# Using Natural Language Processing to Predict Subreddit Submissions

## Problem Statement

Reddit is one of the most popular sites on the internet with over 11 million daily active users. The variety and breadth of subreddits allows ample oppurtinites to explore data collection and machine learning techniques. Here we will collect the submissions from three subreddits and build a variety of classifier models in an effort to predict from which subreddit a post is from.

### Subreddits

In order to build a rigorous model subreddits with overlapping themes were chosen.
- r/whiskey
- r/scotch
- r/bourbon

1. Not all whiskies are Bourbon.

2. Not all whiskies are Scotch.

3. Both Scotch and Bourbon are whiskies.

The following models will be compared to see if any can beat a baseline calculation of prediction.
- Random Forest Classifier
- Multinomial Naive Bayes
- AdaBoost Classifier
- Gradient BoostingClassifier

## Executive Summary

### Contents:
- [Imports and Options](#Imports-and-Options)
- [Data](#Data)
    * [Data Collection](#Data-Collection)
    * [Data Analysis](#Data-Analysis)
    * [Data Cleaning](#Data-Cleaning)
    * [Data Dictionary](#Data-Dictionary)
- [Modeling](#Modeling)
    * [Model Preperation](#Model-Preperation)
    * [Model Proceessing](#Model-Processing)
- [Results](#Results)
    * [Conclusions](#Conclusions) 
    * [Recommendations and Next Steps](#Recommendations-and-Next-Steps)

## Imports and Options

In [64]:
# Imports
import pandas as pd
import numpy as np
import matplotlib as plt
import time

from sklearn.feature_extraction.text import CountVectorizer, TfidfVectorizer
from sklearn.feature_extraction import stop_words
from sklearn.model_selection import train_test_split, GridSearchCV
from sklearn.naive_bayes import MultinomialNB
from sklearn.ensemble import RandomForestClassifier, GradientBoostingClassifier, AdaBoostClassifier, VotingClassifier
from sklearn.pipeline import Pipeline
from sklearn.tree import DecisionTreeClassifier

# Options
pd.set_option('display.max_columns', 100)
pd.set_option('display.max_colwidth', 100)

## Data

### Data Collection

Data was collected from reddit.com using the pushshift api.

https://github.com/pushshift/api

Data was collected using the reddit-subbmissions-pull.py file in the [code](./code) folder of this repository. For the purposes of this exercise five years of data was collected from 2014 to 2019.

Each subreddit's data is stored as a separate csv in the datasets folder

### Data Analysis

In [None]:
# Importing all three csv's as dataframes
df_whiskey = pd.read_csv('./datasets/whiskey_submissions.csv')
df_scotch  = pd.read_csv('./datasets/scotch_submissions.csv')
df_bourbon = pd.read_csv('./datasets/bourbon_submissions.csv')

print(df_whiskey.shape)
print(df_scotch.shape)
print(df_bourbon.shape)

In [71]:
df_bourbon.shape

(19380, 101)

In [None]:
# Merging all dataframes
df = pd.concat([df_whiskey, df_scotch, df_bourbon], ignore_index=True, sort=True)
df.reset_index().head(3)

### Data Cleaning

The pushshift api returns a large variety of meta data from each submission. For the purposes of comparing natural language processing  between classification models the following features were extracted.

- title
- selftext
- score
- num_comments
- subreddit

Even though score and number of comments are numerical sets of data they are an intrensical aspect of how a subreddit may operate. How active a subreddit is via it's karma score and general discussion could be used as a way to infer the the origin of a post.

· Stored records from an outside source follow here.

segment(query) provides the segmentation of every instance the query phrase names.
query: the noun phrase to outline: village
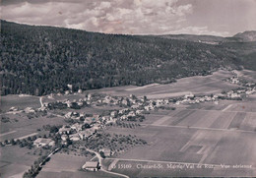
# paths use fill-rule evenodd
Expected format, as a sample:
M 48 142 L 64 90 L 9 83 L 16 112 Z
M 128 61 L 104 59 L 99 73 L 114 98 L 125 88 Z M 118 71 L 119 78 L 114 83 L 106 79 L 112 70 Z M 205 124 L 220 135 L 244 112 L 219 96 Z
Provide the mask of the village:
M 97 137 L 98 133 L 103 133 L 107 127 L 122 126 L 126 123 L 131 123 L 129 126 L 140 126 L 140 123 L 144 121 L 145 115 L 150 114 L 151 111 L 163 110 L 175 110 L 180 105 L 198 104 L 201 102 L 214 102 L 219 104 L 220 100 L 241 100 L 243 97 L 247 97 L 249 94 L 255 93 L 256 88 L 253 83 L 244 83 L 239 81 L 237 77 L 231 77 L 226 79 L 226 82 L 231 84 L 237 84 L 240 88 L 231 90 L 224 90 L 215 94 L 194 94 L 192 92 L 185 95 L 170 97 L 170 98 L 158 98 L 150 99 L 147 96 L 137 97 L 134 94 L 129 96 L 115 96 L 102 93 L 89 93 L 86 92 L 84 97 L 79 99 L 62 99 L 55 100 L 54 102 L 45 102 L 44 98 L 54 98 L 55 96 L 65 96 L 69 94 L 84 93 L 81 89 L 77 92 L 72 91 L 72 86 L 68 85 L 69 90 L 62 93 L 52 93 L 47 96 L 41 96 L 41 106 L 39 108 L 27 107 L 24 110 L 20 110 L 17 107 L 11 107 L 8 113 L 26 113 L 28 115 L 33 115 L 37 113 L 48 113 L 61 117 L 66 121 L 66 124 L 61 126 L 49 126 L 53 128 L 53 134 L 49 137 L 33 137 L 30 140 L 32 142 L 34 148 L 48 148 L 51 150 L 56 148 L 69 148 L 70 145 L 81 141 L 89 141 L 93 137 Z M 89 113 L 81 111 L 83 108 L 92 108 L 97 106 L 110 106 L 107 111 L 98 113 Z M 116 106 L 116 107 L 114 107 Z M 58 112 L 54 112 L 58 110 Z M 68 110 L 68 111 L 66 111 Z M 52 127 L 52 128 L 51 128 Z M 50 130 L 49 129 L 49 130 Z M 26 139 L 26 138 L 25 138 Z M 17 140 L 5 141 L 1 143 L 1 146 L 8 146 L 14 142 L 20 142 Z M 145 141 L 141 143 L 146 144 Z M 92 147 L 94 148 L 94 147 Z M 100 168 L 100 159 L 102 157 L 109 157 L 117 153 L 114 147 L 95 147 L 87 148 L 91 153 L 97 157 L 97 160 L 87 161 L 82 168 L 89 171 L 96 171 Z M 121 148 L 122 149 L 122 148 Z M 59 149 L 58 149 L 59 150 Z

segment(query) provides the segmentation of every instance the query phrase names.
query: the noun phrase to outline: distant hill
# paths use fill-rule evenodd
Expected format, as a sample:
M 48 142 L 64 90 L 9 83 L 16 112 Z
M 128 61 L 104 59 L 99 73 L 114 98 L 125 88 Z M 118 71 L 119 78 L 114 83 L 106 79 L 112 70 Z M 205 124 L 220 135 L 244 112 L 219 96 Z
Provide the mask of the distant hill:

#### Reasons for lack of stemming and lemmatization.
Whiskeys are primarily known by their type and distillery. Given the wide range of names for Scottish distilleries there was concern that applying a stemming or lemmatization transformation could have a negative effect on model performance.

Examples:
 - Glentauchers, Mulben
 - Laphroaig, Port Ellena
 - Benrinnes, Banffshire
 
Additionally both vectorizers will have a the n-gram range set to (1,2) in the hyperparameter search to account for distilleries with multiples words for their names or locations.

In [None]:
df = df[['title', 'selftext', 'score', 'num_comments', 'subreddit']]
df.head(10)

In [None]:
df.isnull().sum()

In [None]:
# Since reddit doesn't require a poster describe their post there are many nulls for selftext
# We will replace all nulls with a placeholder string that will be passed as a stopword
df.fillna('stopwordplaceholder', inplace=True)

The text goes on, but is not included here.